I demand litigation of my constitutional rights as against the state’s civil law regulation of my rights and I object to any claim by this Court that protecting my rights is contrary to my child’s best interests as a tyrannical absurdity that doesn’t pass the smell test.

Parents NOT judges determine their child’s best interests, and the First Amendment absolutely protects my right to disagree with the child’s other parent and with this Court regarding matters of conscience in child rearing and absolutely deprives this Court of any jurisdiction over matters of conscience in child-rearing.

18 U.S.C. § 242 Deprivation of Rights Under Color of Law

What the Justice Department says about this statute:

This provision makes it a crime for someone acting under color of law to willfully deprive a person of a right or privilege protected by the Constitution or laws of the United States. It is not necessary that the offense be motivated by racial bias or by any other animus.

Defendants act under color of law when they wield power vested by a government entity. Those prosecuted under the statute typically include police officers, sheriff’s deputies, and prison guards. However other government actors, such as judges, district attorneys, other public officials, and public school employees can also act under color of law and can be prosecuted under this statute.

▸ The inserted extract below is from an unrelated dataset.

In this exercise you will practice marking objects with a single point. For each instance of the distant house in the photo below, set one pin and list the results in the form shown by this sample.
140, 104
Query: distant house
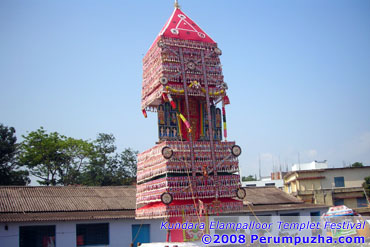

Section 242 does not criminalize any particular type of abusive conduct. Instead, it incorporates by reference rights defined by the Constitution, federal statutes, and interpretive case law. Cases charged by federal prosecutors most often involve physical or sexual assaults. The Department has also prosecuted public officials for thefts, false arrests, evidence-planting, and failing to protect someone in custody from constitutional violations committed by others.

A violation of the statute is a misdemeanor, unless prosecutors prove one of the statutory aggravating factors such as a bodily injury, use of a dangerous weapon, kidnapping, aggravated sexual abuse, death resulting, or attempt to kill, in which case there are graduated penalties up to and including life in prison or death. If charged in conjunction with 18 U.S.C. § 250, as noted below, all sexual assaults under color of law are felonies.

18 U.S.C. § 242 Deprivation of Rights Under Color of Law

Conclusion

Child custody judges injure children for money because they think parents are too stupid to call them out as criminals. While you can file a formal request with the US Attorney for your state to have your judge investigated for this crime, don’t expect them to be prosecuted. However, informing the judge in writing through a formal written objection to his or her violations and filing formal charges with the US Attorney will begin to expose these judges and put pressure on them to clean up their act.

If enough parents start to do this, US Attorneys might also feel pressure to actually enforce the law against these criminals. This has real teeth because judges don't have any judicial immunity against criminal actions.